O mais natural numa bienal cujo tema passa pela ecologia é que olhe para o que está à volta. Quando a Bienal de São Paulo ocupa o Pavilhão Ciccillo Matarazzo, desenhado pelo arquitecto Oscar Niemeyer nos anos 50, o que está à volta é o Parque Ibirapuera. A 32.ª edição da bienal, que esta quarta-feira abre ao público, está construída como um jardim, onde não há capítulos mas um diálogo orgânico entre os 81 artistas seleccionados.
Quem faz o percurso pensado pelos cinco comissários, liderados pelo alemão Jochen Volz, encontra logo à entrada do pavilhão as esculturas de Frans Krajcberg, um polaco naturalizado brasileiro com uma obra radical ligada à defesa do planeta e que vive recluso no extremo sul da Bahia numa casa construída numa árvore a sete metros do chão. Deparamo-nos com uma floresta de madeira calcinada, transformada pelo artista em esculturas coloridas com pigmentos naturais de grande dimensão, que parece continuar o jardim lá de fora entre as paredes de vidro do pavilhão modernista.
Logo a seguir, está a oca, de Bené Fonteles, que quer com o seu tecto de palha e paredes de taipa cruzar diferentes matrizes construtivas do Brasil, como as habitações indígenas e caboclas ou ainda o espaço do terreiro, evocadas no título da peça Ágora: OcaTaperaTerreiro. Não se trata de dar uma receita, de separar ou categorizar as culturas que compõem o Brasil, mas juntá-las sem hierarquias, como o popular e o erudito, através de uma programação que permite organizar debates para 80 pessoas no interior da casa “e adiar o fim do mundo”.
As cores da construção em terra regressam com o labirinto orgânico da peruana Rita Ponce de León, antes de chegarmos ao centro do pavilhão, onde o paralelepípedo sóbrio de Niemeyer começa a dar lugar a espaços mais plásticos. É aqui, no emblemático espaço com triplo pé-direito entre as rampas do pavilhão, que a brasileira Lais Myrrha, com a obra Dois Pesos e Duas Medidas, põe em contraste duas maneiras de construir, através de duas torres que atingem oito metros de altura, uma de telhas, tijolos, betão, ferros e canos PVC e outra de elementos naturais usados nas estruturas indígenas.
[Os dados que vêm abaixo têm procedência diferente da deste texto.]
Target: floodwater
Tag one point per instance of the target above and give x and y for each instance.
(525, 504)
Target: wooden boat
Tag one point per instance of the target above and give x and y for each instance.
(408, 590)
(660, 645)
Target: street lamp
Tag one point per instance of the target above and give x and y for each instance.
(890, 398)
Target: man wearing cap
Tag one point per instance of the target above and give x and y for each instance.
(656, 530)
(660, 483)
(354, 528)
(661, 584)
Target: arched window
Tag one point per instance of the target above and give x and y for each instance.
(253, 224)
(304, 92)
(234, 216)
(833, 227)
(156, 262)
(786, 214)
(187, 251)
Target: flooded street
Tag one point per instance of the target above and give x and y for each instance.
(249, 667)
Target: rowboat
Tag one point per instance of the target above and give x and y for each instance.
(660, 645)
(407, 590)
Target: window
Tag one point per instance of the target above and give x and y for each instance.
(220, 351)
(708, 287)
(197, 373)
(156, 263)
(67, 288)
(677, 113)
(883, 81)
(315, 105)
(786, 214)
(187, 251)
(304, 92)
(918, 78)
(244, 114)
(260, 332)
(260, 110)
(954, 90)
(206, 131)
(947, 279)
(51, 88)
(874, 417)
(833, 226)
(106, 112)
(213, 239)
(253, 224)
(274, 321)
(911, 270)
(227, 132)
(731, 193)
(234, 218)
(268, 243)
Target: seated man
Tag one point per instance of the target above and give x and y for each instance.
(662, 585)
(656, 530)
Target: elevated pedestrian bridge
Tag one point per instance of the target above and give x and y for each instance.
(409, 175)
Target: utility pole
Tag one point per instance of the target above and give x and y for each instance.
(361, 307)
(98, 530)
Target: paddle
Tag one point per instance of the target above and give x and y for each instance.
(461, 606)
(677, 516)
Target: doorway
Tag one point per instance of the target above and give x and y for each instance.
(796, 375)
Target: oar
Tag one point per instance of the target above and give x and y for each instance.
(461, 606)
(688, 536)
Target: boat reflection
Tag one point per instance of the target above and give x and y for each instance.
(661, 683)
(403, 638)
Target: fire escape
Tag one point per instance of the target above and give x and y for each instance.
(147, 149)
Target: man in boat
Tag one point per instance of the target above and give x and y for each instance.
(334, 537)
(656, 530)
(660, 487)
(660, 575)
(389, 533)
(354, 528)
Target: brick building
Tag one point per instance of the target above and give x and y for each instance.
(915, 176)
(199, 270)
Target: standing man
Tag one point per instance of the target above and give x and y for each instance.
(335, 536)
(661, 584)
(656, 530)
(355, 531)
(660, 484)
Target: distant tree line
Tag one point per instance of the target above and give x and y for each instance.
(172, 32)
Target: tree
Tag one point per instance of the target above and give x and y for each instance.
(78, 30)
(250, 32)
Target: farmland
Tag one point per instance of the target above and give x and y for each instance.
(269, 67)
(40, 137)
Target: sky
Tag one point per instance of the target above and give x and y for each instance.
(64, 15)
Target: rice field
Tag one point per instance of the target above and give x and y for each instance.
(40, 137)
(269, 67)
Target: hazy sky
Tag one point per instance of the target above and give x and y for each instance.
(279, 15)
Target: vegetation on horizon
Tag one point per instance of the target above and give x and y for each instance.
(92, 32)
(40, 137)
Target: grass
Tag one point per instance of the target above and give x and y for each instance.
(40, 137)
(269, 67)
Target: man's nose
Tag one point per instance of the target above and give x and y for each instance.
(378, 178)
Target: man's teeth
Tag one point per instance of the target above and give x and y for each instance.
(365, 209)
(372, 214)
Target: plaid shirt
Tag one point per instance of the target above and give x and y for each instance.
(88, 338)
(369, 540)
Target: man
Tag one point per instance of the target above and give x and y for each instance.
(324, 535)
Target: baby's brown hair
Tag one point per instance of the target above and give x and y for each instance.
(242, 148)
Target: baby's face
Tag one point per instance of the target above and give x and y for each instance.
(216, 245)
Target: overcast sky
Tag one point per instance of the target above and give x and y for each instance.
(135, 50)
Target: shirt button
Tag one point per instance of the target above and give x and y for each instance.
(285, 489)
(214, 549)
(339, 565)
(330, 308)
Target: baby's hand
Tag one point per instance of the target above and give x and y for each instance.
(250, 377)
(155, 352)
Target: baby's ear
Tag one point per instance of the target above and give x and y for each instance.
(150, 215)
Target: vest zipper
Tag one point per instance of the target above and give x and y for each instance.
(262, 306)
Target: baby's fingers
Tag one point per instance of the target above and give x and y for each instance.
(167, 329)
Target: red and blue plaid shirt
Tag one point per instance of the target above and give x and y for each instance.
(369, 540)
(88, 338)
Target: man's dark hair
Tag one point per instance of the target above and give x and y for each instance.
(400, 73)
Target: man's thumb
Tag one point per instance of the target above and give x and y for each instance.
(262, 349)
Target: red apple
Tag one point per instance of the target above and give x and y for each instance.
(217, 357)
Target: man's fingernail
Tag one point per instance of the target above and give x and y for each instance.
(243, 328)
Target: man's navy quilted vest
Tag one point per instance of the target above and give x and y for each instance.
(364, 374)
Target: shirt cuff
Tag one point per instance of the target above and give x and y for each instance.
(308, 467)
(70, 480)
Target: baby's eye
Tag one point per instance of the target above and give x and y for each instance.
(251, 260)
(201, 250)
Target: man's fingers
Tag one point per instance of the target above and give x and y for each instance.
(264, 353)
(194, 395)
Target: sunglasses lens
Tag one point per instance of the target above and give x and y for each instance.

É uma reflexão sobre como a arquitectura moderna brasileira, que por vezes incorpora elementos vernaculares na sua linguagem, não conseguiu fazer o mesmo em relação às técnicas de construção.
Explosão de plantas
Por esta altura, do lado de fora, na Praça das Bandeiras, encontramos a peça da portuguesa Carla Filipe, que ilustra na perfeição a vontade da equipa de curadoria de continuar a construir o parque como um espaço público, não tivesse Jochen Volz uma larga experiência em trabalhar esta permeabilidade, depois de vários anos como curador do Instituto Inhotim, em Minas Gerais, considerado o maior centro de arte contemporânea ao ar livre da América Latina e agora dirigido pela portuguesa Marta Mestre. São vários os projectos artísticos encomendados para o parque, disse na apresentação Volz, que explicou que a exposição intitulada Incerteza Viva “se vê como uma extensão do parque para dentro do pavilhão”.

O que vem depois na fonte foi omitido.